# tower-acc
[](https://crates.io/crates/tower-acc)
[](https://docs.rs/tower-acc)
[](https://github.com/guilload/tower-acc/actions/workflows/ci.yml)
[](LICENSE)
[](https://www.rust-lang.org)
[](CODE_OF_CONDUCT.md)
Adaptive concurrency control for [Tower] services.
`tower-acc` dynamically adjusts the number of in-flight requests a service is
allowed to handle, based on observed latency. Instead of picking a fixed
concurrency limit and hoping it's right, it continuously measures round-trip
times and converges on the optimal limit automatically — increasing it when
latency is low and decreasing it when queuing is detected.

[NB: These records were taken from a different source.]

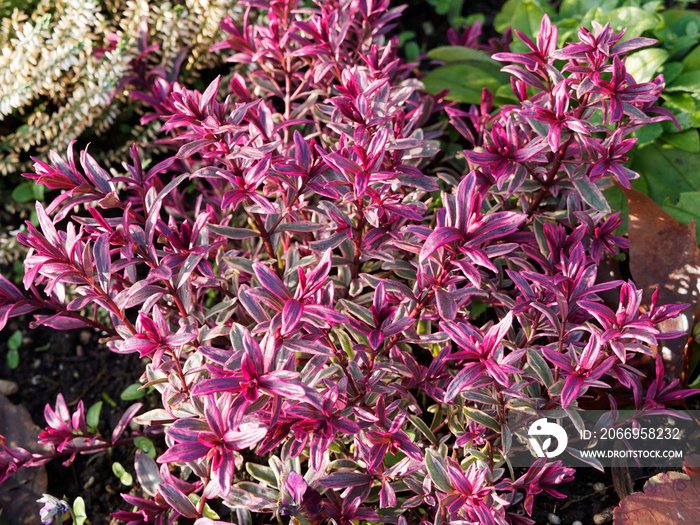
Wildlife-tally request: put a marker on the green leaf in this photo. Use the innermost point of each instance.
(79, 515)
(591, 194)
(645, 64)
(122, 474)
(686, 210)
(145, 445)
(464, 81)
(15, 340)
(452, 54)
(262, 473)
(233, 233)
(132, 392)
(482, 418)
(539, 365)
(648, 133)
(687, 140)
(667, 171)
(523, 15)
(424, 429)
(692, 60)
(12, 359)
(92, 417)
(633, 19)
(671, 71)
(689, 81)
(618, 202)
(578, 8)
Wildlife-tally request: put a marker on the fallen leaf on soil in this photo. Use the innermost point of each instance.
(669, 498)
(19, 493)
(664, 254)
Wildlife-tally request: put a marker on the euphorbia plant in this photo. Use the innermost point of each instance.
(304, 290)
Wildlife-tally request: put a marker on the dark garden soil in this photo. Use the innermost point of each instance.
(81, 369)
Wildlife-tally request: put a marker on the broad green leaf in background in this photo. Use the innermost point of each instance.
(578, 8)
(634, 19)
(667, 171)
(465, 81)
(692, 59)
(452, 54)
(687, 140)
(688, 81)
(523, 15)
(28, 191)
(648, 133)
(645, 64)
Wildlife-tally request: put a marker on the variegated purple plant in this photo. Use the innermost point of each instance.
(304, 291)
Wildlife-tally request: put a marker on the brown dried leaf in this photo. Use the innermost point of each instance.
(19, 493)
(664, 254)
(669, 498)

## Why not a static limit?
Tower ships with [`ConcurrencyLimit`][tower-cl], which caps concurrency at a
value you choose at startup. That works when the capacity of the downstream
service is known and stable, but in practice:
- Backends scale up and down.
- Dependency latency varies with load.
- The "right" limit depends on conditions you can't predict at deploy time.
Setting the limit too low wastes capacity; setting it too high causes queuing,
tail-latency spikes, and cascading failures under load. `tower-acc` removes the
guesswork by adapting the limit at runtime.
## Algorithms
Three built-in algorithms are provided. All are configurable through builder
APIs and implement the [`Algorithm`] trait.
### AIMD
A loss-based algorithm (like TCP Reno). Increases the limit by 1 on each
successful response and multiplies by a backoff ratio on errors or timeouts.
Simple and predictable, but only reacts to failures — not to latency changes.
```rust
use tower_acc::{ConcurrencyLimitLayer, Aimd};
let layer = ConcurrencyLimitLayer::new(
Aimd::builder()
.initial_limit(20)
.min_limit(10)
.max_limit(200)
.backoff_ratio(0.9)
.timeout(std::time::Duration::from_secs(5))
.build(),
);
```
### Gradient2
Gradient-based algorithm inspired by Netflix's [concurrency-limits] library.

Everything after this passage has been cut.